La mairie de Bobigny vient de passer à l’UDI. C’est un tremblement de terre : Bobigny compte parmi les très rares villes à voter communiste sans discontinuer depuis 1920. La défaite est d’autant plus rude qu’elle s’est jouée face à la droite. Les électeurs auraient-ils disqualifié un système de valeurs ?
Manque d’identification
La municipalité de Bobigny s’est illustrée par son action en faveur du droit de vote des étrangers. Elle s’oppose aux expulsions locatives et l’applique dans le parc social municipal. Elle s’attache à consulter les habitants en organisant chaque année des assises de la ville. Elle recherche des solutions de dignité pour les Roms. Une partie des Balbyniens l’approuve. Mais plus encore ont récusé cette politique qui était devenue un marqueur municipal.
Un tel échec n’a pas qu’une seule origine. Celle d’une défaite pour cause de soutien aux pauvres et aux plus pauvres d’entre les pauvres ne saurait être retenue. Ce qui fragilise le vote en faveur des municipalités Front de gauche est souvent leur manque d’identification. À Bobigny, il y avait au contraire la recherche d’une politique et d’une identité très ancrée à gauche, dans les valeurs humanistes. Comment ce qui hier était une fierté est-il devenu aujourd’hui une fragilité ? Dans les années 2000, la ville avait un slogan « Bobigny, ville capitale » qui se déclinait l’été en « Bobigny sur Ourcq ». Depuis quelques années l’identité mise en avant était « Bobigny, belle et rebelle ». Peut-on se dire que dans ce glissement, ici symptomatique d’un changement de pied, se trouve le talon d’Achille de la municipalité ? La politique communiste s’incarnait dans un projet ambitieux, communiste, urbain et « métropolitain ». La politique de solidarité et de proximité a perdu ce fil. Elle en a perdu son socle.

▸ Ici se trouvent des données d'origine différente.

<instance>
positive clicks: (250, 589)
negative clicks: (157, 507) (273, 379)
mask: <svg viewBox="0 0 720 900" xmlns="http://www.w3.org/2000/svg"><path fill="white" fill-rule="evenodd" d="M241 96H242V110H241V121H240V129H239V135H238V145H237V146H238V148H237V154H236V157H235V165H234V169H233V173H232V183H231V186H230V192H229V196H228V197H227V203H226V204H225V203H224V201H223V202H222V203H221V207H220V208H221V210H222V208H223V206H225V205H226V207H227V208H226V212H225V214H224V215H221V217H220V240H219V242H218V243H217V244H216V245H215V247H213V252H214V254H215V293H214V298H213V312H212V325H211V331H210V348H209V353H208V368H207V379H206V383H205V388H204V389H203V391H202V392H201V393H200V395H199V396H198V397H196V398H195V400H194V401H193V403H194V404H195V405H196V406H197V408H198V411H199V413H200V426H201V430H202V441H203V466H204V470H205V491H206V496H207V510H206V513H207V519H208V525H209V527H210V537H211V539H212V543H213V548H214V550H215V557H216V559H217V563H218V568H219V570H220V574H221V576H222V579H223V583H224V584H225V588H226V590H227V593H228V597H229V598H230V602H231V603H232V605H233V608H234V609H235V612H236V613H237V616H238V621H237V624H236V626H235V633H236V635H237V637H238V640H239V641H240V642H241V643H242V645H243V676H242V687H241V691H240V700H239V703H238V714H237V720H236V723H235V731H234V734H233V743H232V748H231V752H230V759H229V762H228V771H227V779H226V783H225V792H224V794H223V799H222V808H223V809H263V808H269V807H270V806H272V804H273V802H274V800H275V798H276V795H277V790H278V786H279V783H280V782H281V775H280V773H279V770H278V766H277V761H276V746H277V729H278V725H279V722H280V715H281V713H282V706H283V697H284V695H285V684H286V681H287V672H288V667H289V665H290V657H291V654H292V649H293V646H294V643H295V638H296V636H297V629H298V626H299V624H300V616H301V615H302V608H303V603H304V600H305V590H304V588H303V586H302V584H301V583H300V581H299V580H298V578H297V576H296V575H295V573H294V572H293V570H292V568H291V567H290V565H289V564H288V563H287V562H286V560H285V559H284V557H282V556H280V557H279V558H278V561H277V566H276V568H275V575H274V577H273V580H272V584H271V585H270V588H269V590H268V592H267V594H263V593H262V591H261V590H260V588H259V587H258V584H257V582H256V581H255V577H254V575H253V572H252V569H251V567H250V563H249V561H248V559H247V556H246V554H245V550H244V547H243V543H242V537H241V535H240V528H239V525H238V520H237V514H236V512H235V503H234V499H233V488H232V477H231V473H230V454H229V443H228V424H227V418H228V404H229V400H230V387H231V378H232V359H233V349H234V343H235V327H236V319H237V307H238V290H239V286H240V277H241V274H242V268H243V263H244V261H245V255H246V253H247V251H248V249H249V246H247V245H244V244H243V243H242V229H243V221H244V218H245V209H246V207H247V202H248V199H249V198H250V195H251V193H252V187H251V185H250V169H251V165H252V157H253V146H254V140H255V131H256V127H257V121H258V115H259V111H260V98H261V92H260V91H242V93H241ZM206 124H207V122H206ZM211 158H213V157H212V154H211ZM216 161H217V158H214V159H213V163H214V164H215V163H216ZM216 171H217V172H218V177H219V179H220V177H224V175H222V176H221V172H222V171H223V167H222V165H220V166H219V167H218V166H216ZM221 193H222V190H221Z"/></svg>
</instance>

La nécessité d’un projet pour tous
La ville de Bobigny n’a pas su seule poursuivre une vision stratégique de sa place. On ne saurait l’accabler. Tout le cœur de la Seine-Saint-Denis (Drancy, Romainville, Bobigny, Blanc-Mesnil, Noisy-le-Sec) était hier composé de communes sous la conduite du PC. De Georges Valbon à Marie-George Buffet, ses dirigeants n’ont pas su promouvoir un projet porteur pour le département et ses communes. Le soutien qui manquait à l’échelon départemental n’est pas davantage venu de l’échelon national, qui n’a pas vu la place organisatrice du projet dans le discours politique. Aucune de ces villes du centre du département n’est plus communiste. À la différence de Montreuil, Saint-Denis et Tremblay.
Un projet alternatif ne peut exister que dans le souci de la proximité et de la solidarité. Mais ces valeurs qui fondent le choix politique du Front de gauche ne peuvent avoir de sens partagé que dans un projet pour tous, ambitieux. À défaut, c’est l’incompréhension. Et si la droite ou l’extrême droite l’exploite, c’est la catastrophe politique.